- Born: 1940 Ottawa, Canada
- Died: 2017 (aged 76–77) Ottawa, Canada
- Other name: Bower Edward Featherstone
- Occupation: civil servant
- Known for: Convicted of being a GRU mole in 1966

= Bower Featherstone =

Canadian civil servant

Bower Featherstone was a Canadian civil servant who was convicted of espionage in 1966.

Featherstone was a lithographer who worked for the Department of Energy, Mines and Resources.

A promising young officer in the RCMP Security Service, Gilles G. Brunet, played a significant role in his conviction, work for which he won a promotion.
His handler was Eugen Kourianov. According to Nigel West, Kourianov was suddenly recalled to the Soviet Union, suggesting a mole had tipped off the Soviets.
Decades later western intelligence learned that Brunet, the young officer who won promotion for his work in convicting Featherstone, had also been a mole.

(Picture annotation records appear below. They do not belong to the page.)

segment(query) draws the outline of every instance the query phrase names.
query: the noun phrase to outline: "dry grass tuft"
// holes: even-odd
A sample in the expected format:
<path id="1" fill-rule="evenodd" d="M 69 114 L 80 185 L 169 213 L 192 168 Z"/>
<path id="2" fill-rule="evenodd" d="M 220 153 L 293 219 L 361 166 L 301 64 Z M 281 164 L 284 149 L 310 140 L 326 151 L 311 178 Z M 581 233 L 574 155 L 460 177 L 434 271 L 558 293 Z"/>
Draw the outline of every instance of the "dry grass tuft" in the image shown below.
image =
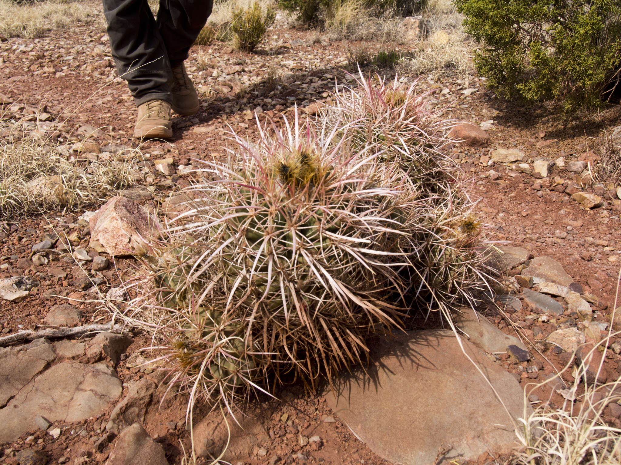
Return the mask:
<path id="1" fill-rule="evenodd" d="M 268 28 L 275 19 L 274 9 L 271 6 L 264 8 L 259 2 L 255 2 L 245 9 L 236 6 L 230 25 L 233 46 L 242 51 L 252 51 L 263 42 Z"/>
<path id="2" fill-rule="evenodd" d="M 604 135 L 602 159 L 597 166 L 597 177 L 605 182 L 621 183 L 621 130 Z"/>
<path id="3" fill-rule="evenodd" d="M 0 146 L 0 218 L 73 210 L 131 185 L 126 156 L 71 161 L 62 148 L 30 136 L 17 123 Z"/>
<path id="4" fill-rule="evenodd" d="M 607 340 L 619 336 L 619 333 L 610 335 Z M 605 350 L 605 342 L 596 345 L 582 360 L 597 360 L 592 355 Z M 605 354 L 602 356 L 604 358 Z M 517 432 L 522 447 L 514 453 L 512 464 L 617 465 L 621 463 L 620 423 L 606 415 L 607 405 L 621 402 L 621 378 L 604 385 L 586 384 L 584 380 L 589 378 L 587 370 L 599 376 L 602 365 L 593 363 L 589 366 L 581 363 L 566 370 L 572 368 L 576 381 L 566 394 L 569 399 L 575 396 L 576 403 L 566 400 L 561 407 L 553 409 L 544 402 L 530 415 L 525 412 L 524 419 L 520 420 L 522 429 Z"/>
<path id="5" fill-rule="evenodd" d="M 340 0 L 324 13 L 325 32 L 333 40 L 400 42 L 402 19 L 378 17 L 360 0 Z"/>
<path id="6" fill-rule="evenodd" d="M 92 4 L 78 1 L 46 0 L 18 4 L 0 0 L 0 33 L 9 37 L 41 37 L 48 30 L 96 21 L 101 14 Z"/>

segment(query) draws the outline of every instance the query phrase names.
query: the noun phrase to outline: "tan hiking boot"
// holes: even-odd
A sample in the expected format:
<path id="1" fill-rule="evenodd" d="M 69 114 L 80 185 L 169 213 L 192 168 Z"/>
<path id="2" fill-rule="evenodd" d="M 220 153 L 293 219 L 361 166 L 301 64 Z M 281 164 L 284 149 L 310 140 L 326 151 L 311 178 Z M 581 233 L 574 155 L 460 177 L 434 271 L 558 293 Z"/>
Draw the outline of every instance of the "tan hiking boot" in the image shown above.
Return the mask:
<path id="1" fill-rule="evenodd" d="M 181 116 L 191 116 L 198 112 L 198 94 L 182 63 L 173 68 L 173 79 L 168 81 L 173 96 L 173 111 Z"/>
<path id="2" fill-rule="evenodd" d="M 138 107 L 138 121 L 134 136 L 138 138 L 168 139 L 173 136 L 170 104 L 151 100 Z"/>

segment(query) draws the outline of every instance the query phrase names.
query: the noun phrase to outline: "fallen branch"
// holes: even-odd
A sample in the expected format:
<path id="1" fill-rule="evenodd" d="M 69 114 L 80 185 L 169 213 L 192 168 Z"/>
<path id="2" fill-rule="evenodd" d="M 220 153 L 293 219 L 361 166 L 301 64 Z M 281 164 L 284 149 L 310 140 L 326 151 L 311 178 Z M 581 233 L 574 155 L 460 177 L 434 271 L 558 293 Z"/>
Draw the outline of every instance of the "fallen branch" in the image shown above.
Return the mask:
<path id="1" fill-rule="evenodd" d="M 126 327 L 124 332 L 127 333 L 129 327 Z M 114 326 L 109 324 L 87 324 L 84 326 L 76 326 L 75 328 L 55 328 L 42 329 L 38 331 L 27 329 L 14 334 L 0 337 L 0 347 L 14 344 L 16 342 L 39 339 L 42 337 L 52 339 L 75 337 L 89 332 L 101 332 L 101 331 L 111 331 L 120 334 L 124 332 L 124 328 L 120 324 L 116 324 Z"/>

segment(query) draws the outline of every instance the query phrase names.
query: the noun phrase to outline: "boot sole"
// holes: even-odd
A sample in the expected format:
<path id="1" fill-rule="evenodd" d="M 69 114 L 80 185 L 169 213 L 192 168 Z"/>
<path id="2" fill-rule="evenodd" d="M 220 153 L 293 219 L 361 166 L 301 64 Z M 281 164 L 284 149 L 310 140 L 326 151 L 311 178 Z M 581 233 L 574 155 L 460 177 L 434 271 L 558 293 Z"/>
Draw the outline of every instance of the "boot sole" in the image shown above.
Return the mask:
<path id="1" fill-rule="evenodd" d="M 195 108 L 181 108 L 178 107 L 175 107 L 174 105 L 171 106 L 173 111 L 179 116 L 192 116 L 193 115 L 196 115 L 198 113 L 199 108 L 201 108 L 200 105 L 197 105 Z"/>
<path id="2" fill-rule="evenodd" d="M 173 136 L 173 130 L 161 126 L 134 130 L 134 136 L 138 139 L 170 139 Z"/>

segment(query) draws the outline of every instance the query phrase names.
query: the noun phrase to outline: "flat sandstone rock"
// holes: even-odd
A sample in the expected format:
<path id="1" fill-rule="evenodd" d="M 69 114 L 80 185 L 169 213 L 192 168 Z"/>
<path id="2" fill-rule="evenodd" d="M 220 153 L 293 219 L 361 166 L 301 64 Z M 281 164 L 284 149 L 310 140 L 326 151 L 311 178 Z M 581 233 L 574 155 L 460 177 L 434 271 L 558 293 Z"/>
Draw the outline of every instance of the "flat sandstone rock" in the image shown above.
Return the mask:
<path id="1" fill-rule="evenodd" d="M 515 379 L 462 340 L 513 420 L 523 416 L 524 394 Z M 484 452 L 507 453 L 516 445 L 512 418 L 452 332 L 398 334 L 374 347 L 372 356 L 377 363 L 368 375 L 344 378 L 340 395 L 329 392 L 325 399 L 375 453 L 403 465 L 429 465 L 448 445 L 452 448 L 438 463 L 476 460 Z"/>
<path id="2" fill-rule="evenodd" d="M 0 442 L 35 430 L 38 415 L 70 423 L 97 415 L 120 397 L 122 388 L 116 374 L 103 363 L 63 362 L 48 368 L 0 409 Z"/>

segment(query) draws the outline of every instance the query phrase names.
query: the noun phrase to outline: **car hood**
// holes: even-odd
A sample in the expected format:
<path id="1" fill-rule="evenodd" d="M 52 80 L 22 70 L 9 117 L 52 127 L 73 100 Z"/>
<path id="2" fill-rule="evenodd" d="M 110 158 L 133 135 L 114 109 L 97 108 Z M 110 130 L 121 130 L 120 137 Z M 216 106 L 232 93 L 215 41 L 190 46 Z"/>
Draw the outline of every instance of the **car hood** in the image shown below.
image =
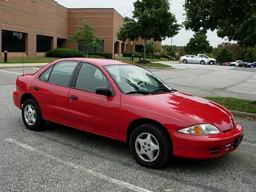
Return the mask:
<path id="1" fill-rule="evenodd" d="M 198 123 L 209 123 L 221 131 L 233 128 L 235 121 L 231 113 L 212 101 L 179 92 L 132 96 L 141 102 L 169 109 L 189 117 Z"/>

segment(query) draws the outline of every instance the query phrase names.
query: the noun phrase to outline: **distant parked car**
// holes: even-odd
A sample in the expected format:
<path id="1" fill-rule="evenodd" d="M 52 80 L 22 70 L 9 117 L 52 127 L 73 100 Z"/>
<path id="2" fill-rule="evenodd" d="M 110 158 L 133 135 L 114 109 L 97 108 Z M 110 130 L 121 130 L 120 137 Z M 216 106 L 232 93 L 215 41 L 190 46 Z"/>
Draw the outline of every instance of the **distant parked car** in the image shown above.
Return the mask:
<path id="1" fill-rule="evenodd" d="M 241 67 L 242 68 L 246 68 L 248 64 L 250 64 L 249 62 L 243 62 L 238 64 L 238 67 Z"/>
<path id="2" fill-rule="evenodd" d="M 204 58 L 199 58 L 196 55 L 187 55 L 180 58 L 179 61 L 183 63 L 198 63 L 204 65 L 208 63 L 208 60 Z"/>
<path id="3" fill-rule="evenodd" d="M 256 67 L 256 61 L 252 62 L 251 63 L 248 64 L 247 65 L 247 67 L 252 68 Z"/>
<path id="4" fill-rule="evenodd" d="M 238 60 L 234 62 L 231 62 L 230 63 L 230 66 L 233 66 L 233 67 L 237 66 L 237 67 L 238 67 L 238 65 L 239 63 L 241 63 L 241 62 L 243 62 L 243 61 L 242 60 Z"/>
<path id="5" fill-rule="evenodd" d="M 207 59 L 208 64 L 210 65 L 211 66 L 214 65 L 214 63 L 216 62 L 216 59 L 215 59 L 214 58 L 209 57 L 206 55 L 204 55 L 203 54 L 199 54 L 197 55 L 197 56 L 199 58 L 202 58 Z"/>
<path id="6" fill-rule="evenodd" d="M 229 66 L 229 65 L 230 64 L 230 62 L 225 62 L 222 63 L 223 66 Z"/>

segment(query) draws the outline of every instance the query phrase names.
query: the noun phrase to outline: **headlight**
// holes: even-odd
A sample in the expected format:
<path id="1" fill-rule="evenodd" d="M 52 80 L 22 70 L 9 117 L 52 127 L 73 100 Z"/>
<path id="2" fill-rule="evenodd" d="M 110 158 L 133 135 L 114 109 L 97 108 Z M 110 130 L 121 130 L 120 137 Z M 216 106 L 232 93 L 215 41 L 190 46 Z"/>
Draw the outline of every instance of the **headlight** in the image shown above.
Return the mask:
<path id="1" fill-rule="evenodd" d="M 211 124 L 197 124 L 178 131 L 178 133 L 195 135 L 208 135 L 221 133 L 219 129 Z"/>

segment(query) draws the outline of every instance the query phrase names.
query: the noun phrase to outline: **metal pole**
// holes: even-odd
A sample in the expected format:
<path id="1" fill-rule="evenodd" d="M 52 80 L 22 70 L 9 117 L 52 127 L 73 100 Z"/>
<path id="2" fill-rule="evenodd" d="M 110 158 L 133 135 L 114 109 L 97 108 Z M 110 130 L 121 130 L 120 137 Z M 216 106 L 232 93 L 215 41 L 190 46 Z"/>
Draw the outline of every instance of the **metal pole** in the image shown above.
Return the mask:
<path id="1" fill-rule="evenodd" d="M 172 38 L 170 38 L 170 54 L 172 54 L 172 53 L 173 53 L 173 37 L 172 37 Z"/>
<path id="2" fill-rule="evenodd" d="M 4 54 L 4 61 L 5 62 L 7 62 L 7 54 L 8 54 L 8 52 L 7 52 L 7 51 L 5 50 L 5 54 Z"/>

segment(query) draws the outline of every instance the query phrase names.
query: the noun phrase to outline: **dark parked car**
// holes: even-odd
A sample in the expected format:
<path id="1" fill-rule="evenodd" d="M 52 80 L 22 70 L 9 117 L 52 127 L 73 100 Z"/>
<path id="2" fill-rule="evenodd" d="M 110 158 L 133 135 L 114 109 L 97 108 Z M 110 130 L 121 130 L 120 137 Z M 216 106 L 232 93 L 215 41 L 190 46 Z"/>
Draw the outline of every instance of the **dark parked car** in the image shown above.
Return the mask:
<path id="1" fill-rule="evenodd" d="M 242 68 L 247 68 L 248 64 L 250 64 L 249 62 L 243 62 L 238 64 L 238 67 L 241 67 Z"/>
<path id="2" fill-rule="evenodd" d="M 229 65 L 230 64 L 230 62 L 225 62 L 222 63 L 222 66 L 229 66 Z"/>
<path id="3" fill-rule="evenodd" d="M 256 61 L 252 62 L 251 63 L 248 64 L 247 66 L 247 67 L 252 68 L 256 67 Z"/>

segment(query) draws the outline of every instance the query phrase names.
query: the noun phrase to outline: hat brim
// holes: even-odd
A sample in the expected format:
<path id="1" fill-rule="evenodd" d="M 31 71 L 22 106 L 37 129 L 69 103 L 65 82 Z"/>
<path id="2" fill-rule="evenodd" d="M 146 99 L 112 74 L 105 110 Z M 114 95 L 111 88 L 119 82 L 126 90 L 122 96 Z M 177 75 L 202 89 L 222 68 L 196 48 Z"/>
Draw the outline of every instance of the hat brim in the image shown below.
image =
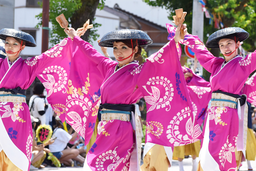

The main document he was convicted of handing over to the Soviets was a confidential chart of two shipwrecks southeast of Newfoundland. Although he was convicted of violating Canada's Official Secrets Act none of the documents he passed on was actually secret.
Featherstone was the first individual to be convicted under the Official Secrets Act since the trials that followed the defection of Igor Gouzenko in the late 1940s.

Featherstone received a 30-month sentence, and served 10 months—2 months in the maximum security Collins Bay Institution, and 8 months at a minimum security forestry camp, before he was paroled.